FABRICS WITH SHIMMER, BEADS AND GLITTER TURN UP FOR EVERY HOUR OF THE DAY AND NIGHT, IN EVERYTHING FROM THE SPORTIEST OF SHAPES TO SLINKY EVENING NUMBERS.
Badgley Mischka: You can always count on Mark Badgley and James Mischka for gloriously beaded evening gowns. And this season, there were vibrant bursts of color, new intricate and beautiful beading and even a smattering of sporty evening pieces — beaded tops paired with sexy matte sequin skirts or long organza dance skirts with sequin tanks. And the short, prom-inspired dresses in taffeta or organza with spare beaded touches were certainly fresh for these gown-loving guys. But now one longs for more. Maybe more gowns in the vintage spirit of this season’s knockout lilac-print chiffon gown. Badgley and Mischka have talent and imagination to spare. Perhaps it’s time for them to try something entirely new to rock the night scene.
Ellen Tracy: They haven’t been in business for 50 years for nothing. Designer Linda Allard and the company have managed to survive the turmoil in the bridge market, and have recently started a web site, complete with newsletters and video clips of the spring show. Meanwhile, Allard seems intent on keeping her customers looking and feeling young, so this season, she skipped her trademark suits in favor of simple, sporty pieces. Cropped looks were everywhere, in the form of T-shirts, jackets and especially pants.
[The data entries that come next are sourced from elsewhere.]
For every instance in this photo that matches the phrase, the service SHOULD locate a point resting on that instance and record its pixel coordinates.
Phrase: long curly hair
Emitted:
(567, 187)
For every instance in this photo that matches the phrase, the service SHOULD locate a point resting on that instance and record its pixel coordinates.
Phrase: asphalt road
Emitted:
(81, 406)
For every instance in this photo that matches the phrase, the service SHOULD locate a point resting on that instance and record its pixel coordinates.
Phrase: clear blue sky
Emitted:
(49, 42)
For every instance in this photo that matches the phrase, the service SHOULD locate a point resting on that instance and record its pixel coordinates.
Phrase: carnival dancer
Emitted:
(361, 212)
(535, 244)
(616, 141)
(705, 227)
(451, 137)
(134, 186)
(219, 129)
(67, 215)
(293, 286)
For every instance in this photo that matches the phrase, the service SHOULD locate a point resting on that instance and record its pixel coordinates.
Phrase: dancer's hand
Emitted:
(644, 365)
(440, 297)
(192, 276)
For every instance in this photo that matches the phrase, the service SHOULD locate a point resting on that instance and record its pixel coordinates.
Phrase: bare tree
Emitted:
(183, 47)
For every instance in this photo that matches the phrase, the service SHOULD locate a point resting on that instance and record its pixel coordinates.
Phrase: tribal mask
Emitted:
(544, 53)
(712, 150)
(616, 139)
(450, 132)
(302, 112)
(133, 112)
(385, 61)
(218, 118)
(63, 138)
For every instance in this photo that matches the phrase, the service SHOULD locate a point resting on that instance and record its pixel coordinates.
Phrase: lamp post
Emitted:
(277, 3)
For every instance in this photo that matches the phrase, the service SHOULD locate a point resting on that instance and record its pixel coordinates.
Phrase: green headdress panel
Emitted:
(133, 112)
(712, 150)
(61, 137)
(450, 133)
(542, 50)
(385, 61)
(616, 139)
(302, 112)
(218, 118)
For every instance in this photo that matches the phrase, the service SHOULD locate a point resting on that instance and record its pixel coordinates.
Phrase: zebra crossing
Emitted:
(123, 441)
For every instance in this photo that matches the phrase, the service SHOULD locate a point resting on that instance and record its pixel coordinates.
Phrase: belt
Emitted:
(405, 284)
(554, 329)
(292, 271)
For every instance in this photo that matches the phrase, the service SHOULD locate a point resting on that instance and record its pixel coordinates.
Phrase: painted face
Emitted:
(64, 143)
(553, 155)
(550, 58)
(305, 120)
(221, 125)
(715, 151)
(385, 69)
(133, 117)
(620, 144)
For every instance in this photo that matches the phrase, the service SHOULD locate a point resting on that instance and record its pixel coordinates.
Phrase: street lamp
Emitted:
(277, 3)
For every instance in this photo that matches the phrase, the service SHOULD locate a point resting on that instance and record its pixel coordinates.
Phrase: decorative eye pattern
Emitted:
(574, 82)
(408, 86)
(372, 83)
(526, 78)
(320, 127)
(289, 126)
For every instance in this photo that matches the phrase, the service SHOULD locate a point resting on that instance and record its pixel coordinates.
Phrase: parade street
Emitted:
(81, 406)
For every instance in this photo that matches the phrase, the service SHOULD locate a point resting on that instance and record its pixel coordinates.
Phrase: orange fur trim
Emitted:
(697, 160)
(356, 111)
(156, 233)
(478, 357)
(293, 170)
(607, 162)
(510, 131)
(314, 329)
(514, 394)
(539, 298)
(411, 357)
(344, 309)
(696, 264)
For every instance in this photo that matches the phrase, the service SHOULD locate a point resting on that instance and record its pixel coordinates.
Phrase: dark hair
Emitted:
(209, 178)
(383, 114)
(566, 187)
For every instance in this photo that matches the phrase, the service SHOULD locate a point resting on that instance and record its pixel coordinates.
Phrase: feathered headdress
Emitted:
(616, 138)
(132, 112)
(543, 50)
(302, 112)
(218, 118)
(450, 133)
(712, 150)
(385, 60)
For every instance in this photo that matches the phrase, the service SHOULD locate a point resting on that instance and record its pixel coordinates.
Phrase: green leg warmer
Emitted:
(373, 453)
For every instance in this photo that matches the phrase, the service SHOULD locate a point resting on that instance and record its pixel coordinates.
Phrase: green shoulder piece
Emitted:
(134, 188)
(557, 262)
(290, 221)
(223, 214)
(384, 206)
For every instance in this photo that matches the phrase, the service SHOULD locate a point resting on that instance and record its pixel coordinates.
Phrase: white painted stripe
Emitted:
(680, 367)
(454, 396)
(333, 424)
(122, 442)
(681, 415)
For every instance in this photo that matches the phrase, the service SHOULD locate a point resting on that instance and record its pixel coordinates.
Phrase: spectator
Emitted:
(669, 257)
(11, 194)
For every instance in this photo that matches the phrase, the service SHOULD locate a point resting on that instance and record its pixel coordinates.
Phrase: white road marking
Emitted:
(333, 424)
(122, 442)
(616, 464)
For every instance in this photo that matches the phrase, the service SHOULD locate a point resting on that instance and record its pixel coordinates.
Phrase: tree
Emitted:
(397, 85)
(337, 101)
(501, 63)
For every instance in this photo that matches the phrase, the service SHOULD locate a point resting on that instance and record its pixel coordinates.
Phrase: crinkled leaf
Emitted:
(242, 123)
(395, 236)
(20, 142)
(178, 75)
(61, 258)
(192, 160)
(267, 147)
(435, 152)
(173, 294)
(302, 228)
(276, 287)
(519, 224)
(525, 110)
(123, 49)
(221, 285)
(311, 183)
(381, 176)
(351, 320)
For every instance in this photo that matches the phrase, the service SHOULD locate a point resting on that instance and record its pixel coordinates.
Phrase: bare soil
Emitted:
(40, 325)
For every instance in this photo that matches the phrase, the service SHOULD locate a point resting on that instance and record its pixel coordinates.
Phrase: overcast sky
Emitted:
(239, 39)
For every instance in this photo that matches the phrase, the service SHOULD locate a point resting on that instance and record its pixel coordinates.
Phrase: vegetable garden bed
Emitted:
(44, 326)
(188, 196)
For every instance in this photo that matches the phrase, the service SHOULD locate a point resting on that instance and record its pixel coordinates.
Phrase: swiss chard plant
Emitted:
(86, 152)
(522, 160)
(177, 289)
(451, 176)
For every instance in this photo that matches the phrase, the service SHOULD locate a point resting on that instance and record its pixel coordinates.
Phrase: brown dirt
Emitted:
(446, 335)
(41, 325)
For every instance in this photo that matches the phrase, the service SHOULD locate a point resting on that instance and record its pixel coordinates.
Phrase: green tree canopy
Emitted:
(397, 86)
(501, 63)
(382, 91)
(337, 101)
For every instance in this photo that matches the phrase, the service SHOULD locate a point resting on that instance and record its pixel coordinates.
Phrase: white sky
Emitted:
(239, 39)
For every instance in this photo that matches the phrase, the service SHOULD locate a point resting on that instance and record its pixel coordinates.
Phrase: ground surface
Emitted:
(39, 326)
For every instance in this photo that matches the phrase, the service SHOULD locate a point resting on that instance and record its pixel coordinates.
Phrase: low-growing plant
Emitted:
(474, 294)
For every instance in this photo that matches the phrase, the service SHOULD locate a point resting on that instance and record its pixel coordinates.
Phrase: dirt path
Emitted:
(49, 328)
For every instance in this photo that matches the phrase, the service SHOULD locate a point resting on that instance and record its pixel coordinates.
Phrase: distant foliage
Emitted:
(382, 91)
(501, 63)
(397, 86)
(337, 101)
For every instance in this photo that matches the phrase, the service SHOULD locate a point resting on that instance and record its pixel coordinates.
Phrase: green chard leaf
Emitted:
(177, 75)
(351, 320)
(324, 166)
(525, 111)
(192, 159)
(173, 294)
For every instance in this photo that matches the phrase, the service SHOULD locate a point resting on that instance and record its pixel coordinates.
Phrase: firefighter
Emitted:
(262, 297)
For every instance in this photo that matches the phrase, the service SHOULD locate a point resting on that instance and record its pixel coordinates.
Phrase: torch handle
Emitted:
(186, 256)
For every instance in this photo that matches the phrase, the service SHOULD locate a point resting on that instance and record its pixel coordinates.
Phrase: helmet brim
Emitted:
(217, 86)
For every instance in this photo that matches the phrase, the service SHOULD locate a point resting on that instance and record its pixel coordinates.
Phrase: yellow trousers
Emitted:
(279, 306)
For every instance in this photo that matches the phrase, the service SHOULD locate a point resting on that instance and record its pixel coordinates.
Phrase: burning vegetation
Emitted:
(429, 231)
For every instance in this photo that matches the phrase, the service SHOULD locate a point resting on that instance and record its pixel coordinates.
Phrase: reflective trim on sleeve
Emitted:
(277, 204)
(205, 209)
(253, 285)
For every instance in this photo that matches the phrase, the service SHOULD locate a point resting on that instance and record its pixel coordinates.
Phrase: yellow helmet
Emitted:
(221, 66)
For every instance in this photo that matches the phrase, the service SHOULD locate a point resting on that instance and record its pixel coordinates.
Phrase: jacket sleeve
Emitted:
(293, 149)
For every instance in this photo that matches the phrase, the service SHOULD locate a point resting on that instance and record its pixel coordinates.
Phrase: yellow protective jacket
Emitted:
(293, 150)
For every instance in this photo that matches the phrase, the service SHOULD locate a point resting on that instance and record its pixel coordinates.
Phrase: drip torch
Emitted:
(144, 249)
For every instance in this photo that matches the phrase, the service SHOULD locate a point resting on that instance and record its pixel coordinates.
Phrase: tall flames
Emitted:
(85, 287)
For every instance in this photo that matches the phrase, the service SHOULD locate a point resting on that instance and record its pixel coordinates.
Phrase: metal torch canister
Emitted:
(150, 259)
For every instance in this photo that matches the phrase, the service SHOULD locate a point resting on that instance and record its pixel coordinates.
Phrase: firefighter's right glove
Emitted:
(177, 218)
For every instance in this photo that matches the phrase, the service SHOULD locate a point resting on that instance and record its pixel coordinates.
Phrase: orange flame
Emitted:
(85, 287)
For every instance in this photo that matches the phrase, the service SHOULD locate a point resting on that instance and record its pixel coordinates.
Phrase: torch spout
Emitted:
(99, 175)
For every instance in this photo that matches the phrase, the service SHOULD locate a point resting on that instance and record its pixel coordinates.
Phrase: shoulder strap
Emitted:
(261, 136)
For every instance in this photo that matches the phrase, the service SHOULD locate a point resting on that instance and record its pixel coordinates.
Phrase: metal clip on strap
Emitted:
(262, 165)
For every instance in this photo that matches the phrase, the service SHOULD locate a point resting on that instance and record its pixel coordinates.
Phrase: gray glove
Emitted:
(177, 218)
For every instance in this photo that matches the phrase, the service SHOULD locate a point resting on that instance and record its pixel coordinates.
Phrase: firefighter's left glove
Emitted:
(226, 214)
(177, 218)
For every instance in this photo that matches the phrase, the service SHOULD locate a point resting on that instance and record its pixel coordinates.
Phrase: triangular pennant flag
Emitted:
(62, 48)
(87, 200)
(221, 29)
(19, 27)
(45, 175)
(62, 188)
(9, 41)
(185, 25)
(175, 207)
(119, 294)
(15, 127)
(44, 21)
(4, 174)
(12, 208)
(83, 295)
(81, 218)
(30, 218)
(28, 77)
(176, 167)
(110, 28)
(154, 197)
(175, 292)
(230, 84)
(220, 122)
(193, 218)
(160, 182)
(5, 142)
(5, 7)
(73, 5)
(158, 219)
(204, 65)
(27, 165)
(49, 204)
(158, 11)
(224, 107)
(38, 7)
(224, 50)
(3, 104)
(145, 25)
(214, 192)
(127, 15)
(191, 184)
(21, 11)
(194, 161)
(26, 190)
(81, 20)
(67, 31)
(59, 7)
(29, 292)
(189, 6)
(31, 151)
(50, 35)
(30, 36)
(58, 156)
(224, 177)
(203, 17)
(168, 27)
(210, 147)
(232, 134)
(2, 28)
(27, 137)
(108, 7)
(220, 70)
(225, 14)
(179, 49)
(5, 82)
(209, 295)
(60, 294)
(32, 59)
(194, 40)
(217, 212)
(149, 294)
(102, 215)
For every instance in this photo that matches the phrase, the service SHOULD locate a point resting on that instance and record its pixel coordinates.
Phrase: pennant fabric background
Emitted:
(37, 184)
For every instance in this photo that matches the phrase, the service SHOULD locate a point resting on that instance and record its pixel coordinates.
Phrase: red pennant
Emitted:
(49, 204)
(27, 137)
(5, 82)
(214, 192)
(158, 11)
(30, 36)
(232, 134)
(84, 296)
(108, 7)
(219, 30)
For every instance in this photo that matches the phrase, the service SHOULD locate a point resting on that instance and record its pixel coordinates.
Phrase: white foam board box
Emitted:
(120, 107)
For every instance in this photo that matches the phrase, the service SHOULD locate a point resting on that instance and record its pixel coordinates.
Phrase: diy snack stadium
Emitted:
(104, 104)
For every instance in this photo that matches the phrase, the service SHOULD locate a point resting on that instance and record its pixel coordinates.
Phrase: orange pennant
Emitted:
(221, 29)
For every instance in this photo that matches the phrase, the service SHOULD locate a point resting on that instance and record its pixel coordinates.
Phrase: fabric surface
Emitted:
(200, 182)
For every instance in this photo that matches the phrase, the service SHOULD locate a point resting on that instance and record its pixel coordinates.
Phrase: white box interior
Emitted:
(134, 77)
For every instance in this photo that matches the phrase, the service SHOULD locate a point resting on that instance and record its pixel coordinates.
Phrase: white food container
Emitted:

Colors included red, jade, tangerine and lemon, with no black in sight. But as wonderful as such looks as her mini-floral-print cropped pants and T-shirt are, Allard would have fared better if she had applied her abbreviating talents to the length of her show.
Yeohlee: There’s much to be said about good-looking, beautifully cut clothes in neutral colors. But no matter how much calm they exude or how important their niche is to retailers, they’re simply not exciting enough to show on a runway. That aside, Yeohlee’s presentation offered some terrific stark canvas jackets and simple full pants in sturdy white cotton. Things got a bit livelier when those trousers showed up in gold metallic silk and the jackets in navy paper poplin. Her best looks of all, however, were the translucent navy raincoats and the tailored, zip-front silk shirts in gold chiffon or khaki georgette.
Bottega Veneta: It’s ciao, Milano and hello, New York — for the time being, anyway. After only two years of doing ready-to-wear, the company is gearing up to wholesale the collection in the U.S. So president and creative director Laura Moteldo and designer Edward Buchanan had their first show here at the Matthew Marks gallery in Chelsea. The young social set was there in force: Marie-Chantal of Greece and her sister Pia Getty; Lulu de Kwiatkowski and her brother Stephan; Brooke de Ocampo, and Lauren Dupont. Even Cornelia Guest showed.
Patterns and textures were a hallmark of the collection, with mini leopard patterns appearing on such pieces as a belted calfskin dress. Bottega’s signature woven pattern turned up in the form of great-looking denim skirts and pants. Some of the other handworked pieces, however, didn’t fare as well, and many of the embroidered pieces, including full skirts and belted jackets, bordered on the dowdy.
Han Feng: Carefully crafted and artfully colored — that was the story at Han Feng. While there were plenty of her familiar loose-fitting silhouettes and pleated skirts, it was the newer shapes that worked best. A red kimono-style silk wrap skirt was terrific, along with strapless asymmetric dresses and a blue layered organza wrap dress in the finale. But all that smocked organza was awkward and ill-fitting, and the silk tops paired with pleated organza wraps were just too much.
Chaiken: With the Chaiken & Capone split finally complete, Julie Chaiken, president and owner of the company, decided to make a fresh start this season — not just with the name change, but with the look of the collection. Along with designer Jeff Mahshie, Chaiken illustrated the idea that something old can be new again. The pair revived some fond memories of the Seventies, with leather gym shorts, tight varsity sweaters, bright short overalls and Jennifer Beals-style sweatshirts. There were plenty of fun-to-wear pieces, but when it came to evening, they were out of their element.
Rebecca Taylor: Rebecca Taylor showed that she isn’t all sugar and spice and everything nice. In fact, there was a bit of tough girl attitude in her spring collection, and it worked to her advantage. But that doesn’t mean she completely abandoned her signature sweetness. Instead, she rolled good girl and bad girl into one: Sexy leather jeans were paired with ruffle-trimmed tops; a suede eyelet skirt went with a beaded T-shirt, and a leather bomber jacket topped a paillette-trimmed skirt. Even her famous cat print T-shirts had a fresh look this season.